Des pourparlers sont en cours entre les États-Unis et la Russie au sujet d’une accumulation de troupes près de l’Ukraine.

Les pays occidentaux ont mis en garde la Russie contre de graves conséquences si elle envahissait le pays voisin, tandis que la Russie a demandé à l’OTAN de ne pas accepter les pays ex-soviétiques comme nouveaux membres.

Le conseiller américain à la sécurité nationale Jake Sullivan a qualifié de « fanfaronnades » les déclarations de Ryabkov concernant un éventuel déploiement russe en Amérique latine.

S’adressant à des journalistes à Washington, Sullivan a noté qu’aucune autre discussion n’était prévue, mais « nous sommes prêts à poursuivre la diplomatie pour faire progresser la sécurité et la stabilité dans la zone euro-atlantique ».

Ryabkov a déclaré qu’un refus des États-Unis et de leurs alliés d’examiner la principale demande russe de garanties contre l’expansion de l’OTAN en Ukraine et dans d’autres anciens États soviétiques rend difficile la discussion des mesures de confiance que Washington se dit prêt à négocier.

« Les États-Unis veulent mener un dialogue sur certains éléments de la situation sécuritaire (…) « Nous n’avons nulle part où nous retirer. »

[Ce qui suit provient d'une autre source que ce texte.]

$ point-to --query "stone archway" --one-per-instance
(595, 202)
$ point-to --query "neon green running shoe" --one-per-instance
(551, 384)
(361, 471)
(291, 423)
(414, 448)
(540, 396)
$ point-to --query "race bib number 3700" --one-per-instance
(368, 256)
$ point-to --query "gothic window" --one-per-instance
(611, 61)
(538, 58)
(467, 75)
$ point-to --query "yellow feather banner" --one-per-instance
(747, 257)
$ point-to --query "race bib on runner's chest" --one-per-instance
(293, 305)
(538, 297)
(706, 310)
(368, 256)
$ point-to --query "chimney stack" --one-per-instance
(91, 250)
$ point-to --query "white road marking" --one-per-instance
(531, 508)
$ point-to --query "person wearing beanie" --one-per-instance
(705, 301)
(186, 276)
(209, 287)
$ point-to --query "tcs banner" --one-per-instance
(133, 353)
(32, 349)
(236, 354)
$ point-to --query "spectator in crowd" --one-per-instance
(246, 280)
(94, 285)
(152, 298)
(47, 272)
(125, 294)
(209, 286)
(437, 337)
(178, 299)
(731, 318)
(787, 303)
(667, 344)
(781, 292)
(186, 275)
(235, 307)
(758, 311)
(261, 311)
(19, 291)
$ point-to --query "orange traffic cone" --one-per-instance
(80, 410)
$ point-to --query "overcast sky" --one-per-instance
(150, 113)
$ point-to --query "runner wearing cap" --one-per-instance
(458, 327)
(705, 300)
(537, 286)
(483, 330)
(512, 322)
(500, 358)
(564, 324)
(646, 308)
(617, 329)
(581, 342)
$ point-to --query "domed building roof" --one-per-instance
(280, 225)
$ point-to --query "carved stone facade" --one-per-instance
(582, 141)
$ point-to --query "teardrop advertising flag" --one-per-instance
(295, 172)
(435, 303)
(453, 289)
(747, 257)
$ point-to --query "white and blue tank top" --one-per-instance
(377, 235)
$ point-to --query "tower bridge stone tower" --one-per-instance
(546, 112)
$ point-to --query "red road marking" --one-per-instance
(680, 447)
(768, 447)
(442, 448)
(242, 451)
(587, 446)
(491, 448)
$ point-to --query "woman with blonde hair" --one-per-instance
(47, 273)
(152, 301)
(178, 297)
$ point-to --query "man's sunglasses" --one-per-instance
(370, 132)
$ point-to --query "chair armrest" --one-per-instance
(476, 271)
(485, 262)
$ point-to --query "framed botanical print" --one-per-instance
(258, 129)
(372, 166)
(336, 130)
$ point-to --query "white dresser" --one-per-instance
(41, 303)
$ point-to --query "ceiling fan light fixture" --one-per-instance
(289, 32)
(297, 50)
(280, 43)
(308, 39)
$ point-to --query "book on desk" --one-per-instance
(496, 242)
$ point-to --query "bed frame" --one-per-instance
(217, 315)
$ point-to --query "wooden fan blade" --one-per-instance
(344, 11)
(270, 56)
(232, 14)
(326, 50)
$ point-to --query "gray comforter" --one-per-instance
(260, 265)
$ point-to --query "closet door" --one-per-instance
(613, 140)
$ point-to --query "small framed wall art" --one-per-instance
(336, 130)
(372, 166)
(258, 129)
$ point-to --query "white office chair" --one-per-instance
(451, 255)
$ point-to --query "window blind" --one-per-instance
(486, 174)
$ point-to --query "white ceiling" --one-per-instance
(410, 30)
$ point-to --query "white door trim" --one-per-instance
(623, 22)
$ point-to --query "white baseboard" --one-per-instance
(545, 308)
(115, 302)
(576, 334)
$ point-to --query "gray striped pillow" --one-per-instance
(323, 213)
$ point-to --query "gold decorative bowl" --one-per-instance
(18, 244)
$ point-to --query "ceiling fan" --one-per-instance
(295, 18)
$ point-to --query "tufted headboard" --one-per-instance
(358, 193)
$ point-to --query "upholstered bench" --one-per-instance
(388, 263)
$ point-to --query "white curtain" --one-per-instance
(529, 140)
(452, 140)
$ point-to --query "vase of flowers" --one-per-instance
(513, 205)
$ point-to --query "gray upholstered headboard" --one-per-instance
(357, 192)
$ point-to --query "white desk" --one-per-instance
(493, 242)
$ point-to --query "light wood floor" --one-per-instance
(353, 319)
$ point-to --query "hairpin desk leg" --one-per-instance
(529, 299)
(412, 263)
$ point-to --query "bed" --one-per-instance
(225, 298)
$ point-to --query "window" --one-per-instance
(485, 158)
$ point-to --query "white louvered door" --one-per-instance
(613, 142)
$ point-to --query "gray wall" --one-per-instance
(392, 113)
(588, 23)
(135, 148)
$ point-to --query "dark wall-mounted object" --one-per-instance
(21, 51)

Ryabkov a décrit les déploiements et les exercices militaires des États-Unis et de l’OTAN près du territoire russe comme extrêmement déstabilisants.

Il a déclaré que les bombardiers stratégiques américains à capacité nucléaire volaient à seulement 15 kilomètres de la frontière russe.

« Nous sommes constamment confrontés à une pression militaire provocatrice destinée à tester notre force », a-t-il déclaré, ajoutant qu’il se demandait comment les Américains réagiraient « si nos bombardiers volaient à moins de 15 kilomètres de certaines bases américaines sur la côte est ou la côte ouest ».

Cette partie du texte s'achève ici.